Communément appelée « Loi du livre », la Loi 51 protège depuis 1981 la chaîne du livre au Québec en exigeant des acheteurs institutionnels qu’ils se procurent tous leurs livres, à l'exception des  manuels scolaires, dans des librairies agréées locales.

Le monde de l’édition au Québec bénéficie, plus que partout ailleurs, d’un système fort quoique toujours fragile de subventions publiques. À ce propos, le professeur Glinoer précise que ce soutien à l’édition n’est toutefois pas dépendant du nombre d’exemplaires vendus, mais bien du nombre de titres publiés. C’est un des facteurs qui expliquent selon lui la grande vitalité de la littérature québécoise en dépit d’un marché plutôt restreint de quelques millions de lectrices et lecteurs potentiels.

On assiste aussi depuis quelques années à une évolution du monde de l’édition, avec l’émergence de nombreuses petites maisons d’édition, très dynamiques. Le professeur Glinoer souligne en outre la très forte croissance au Québec du phénomène de l’autoédition, dont on parle peu.

Il y a beaucoup plus d’auteurs que d’éditeurs, ce qui crée une offre insatisfaite. Cette offre rencontre aujourd’hui la facilité technique de mettre en page et de faire imprimer les livres. L’autoédition concerne surtout le livre électronique ou de faibles tirages imprimés.

Un engouement bien réel pour les ouvrages d’ici

Bien que ce soit un défi que d’exister entre les géants français et américains, le marché du livre québécois tire bien son épingle du jeu et demeure relativement stable. Le créneau du livre jeunesse québécois connaît même une poussée significative.

On achète beaucoup de livres québécois, indique Anthony Glinoer. Environ 40 % des ventes de littérature dans les librairies concernent la littérature québécoise, ce qui représente une importante part de marché.

Un constat que partage David Lessard-Gagnon, libraire à la Coopérative de l’UdeS :

Il y a une belle sensibilité en général pour ce qui se fait ici. Les gens ont une réelle conscience culturelle au Québec, sans doute en raison de leur histoire.

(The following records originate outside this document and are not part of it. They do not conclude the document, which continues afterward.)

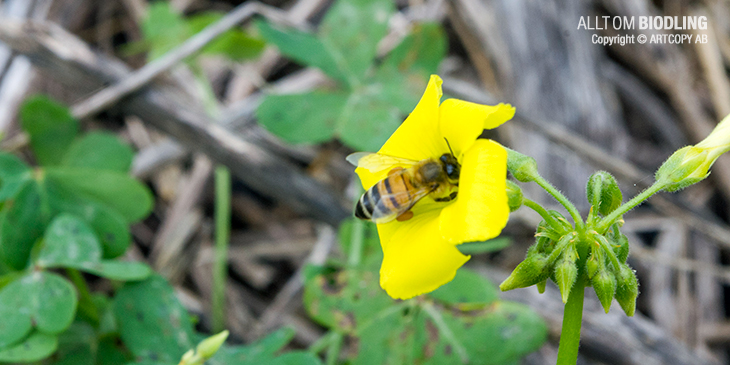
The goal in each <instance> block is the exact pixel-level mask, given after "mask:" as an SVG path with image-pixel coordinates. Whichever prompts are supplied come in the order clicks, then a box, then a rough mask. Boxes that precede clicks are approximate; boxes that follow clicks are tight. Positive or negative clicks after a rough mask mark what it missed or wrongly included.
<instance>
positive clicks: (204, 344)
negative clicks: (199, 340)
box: [196, 331, 228, 359]
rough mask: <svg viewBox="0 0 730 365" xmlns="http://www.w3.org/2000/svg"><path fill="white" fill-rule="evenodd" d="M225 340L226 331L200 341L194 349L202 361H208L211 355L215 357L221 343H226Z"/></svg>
mask: <svg viewBox="0 0 730 365" xmlns="http://www.w3.org/2000/svg"><path fill="white" fill-rule="evenodd" d="M226 338H228V331H223V332H221V333H219V334H217V335H214V336H210V337H208V338H206V339H205V340H203V341H201V342H200V343H199V344H198V347H197V349H196V351H197V353H198V355H200V356H201V357H202V358H203V359H210V358H211V357H213V355H215V353H216V352H217V351H218V349H219V348H220V347H221V346H222V345H223V343H224V342H226Z"/></svg>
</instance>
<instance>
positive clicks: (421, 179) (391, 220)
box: [347, 152, 461, 223]
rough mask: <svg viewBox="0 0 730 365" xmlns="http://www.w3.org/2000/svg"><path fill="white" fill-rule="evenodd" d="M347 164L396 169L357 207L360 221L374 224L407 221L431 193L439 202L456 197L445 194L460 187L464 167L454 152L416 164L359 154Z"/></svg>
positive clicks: (453, 195)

Les librairies accordent d’ailleurs une place de choix aux livres québécois sur leurs tablettes. La littérature locale, que l’on prend soin de distinguer de la littérature étrangère, y est toujours mise de l’avant. Pour M. Lessard-Gagnon, cela s’explique par le fait que les libraires sont passionnés et près des auteurs d’ici, qu’ils ont l’occasion de rencontrer et de côtoyer.

Si les puristes se désoleront de constater que ce sont parfois les livres de cuisine et autres guides de l’auto qui trônent en tête des palmarès des ventes au Québec, Anthony Glinoer rappelle que cette réalité n’est pas nouvelle, et que déjà au 17e siècle, les ouvrages de référence pratiques tels les almanachs (où l’on pouvait lire des recettes de cuisine, des conseils de potager, des jeux, etc.) se retrouvaient dans les bibliothèques personnelles.

C’est un marché qui a sa place. Ces livres demeurent souvent des références à la maison : on en fait grand usage même si la concurrence de l’Internet est forte.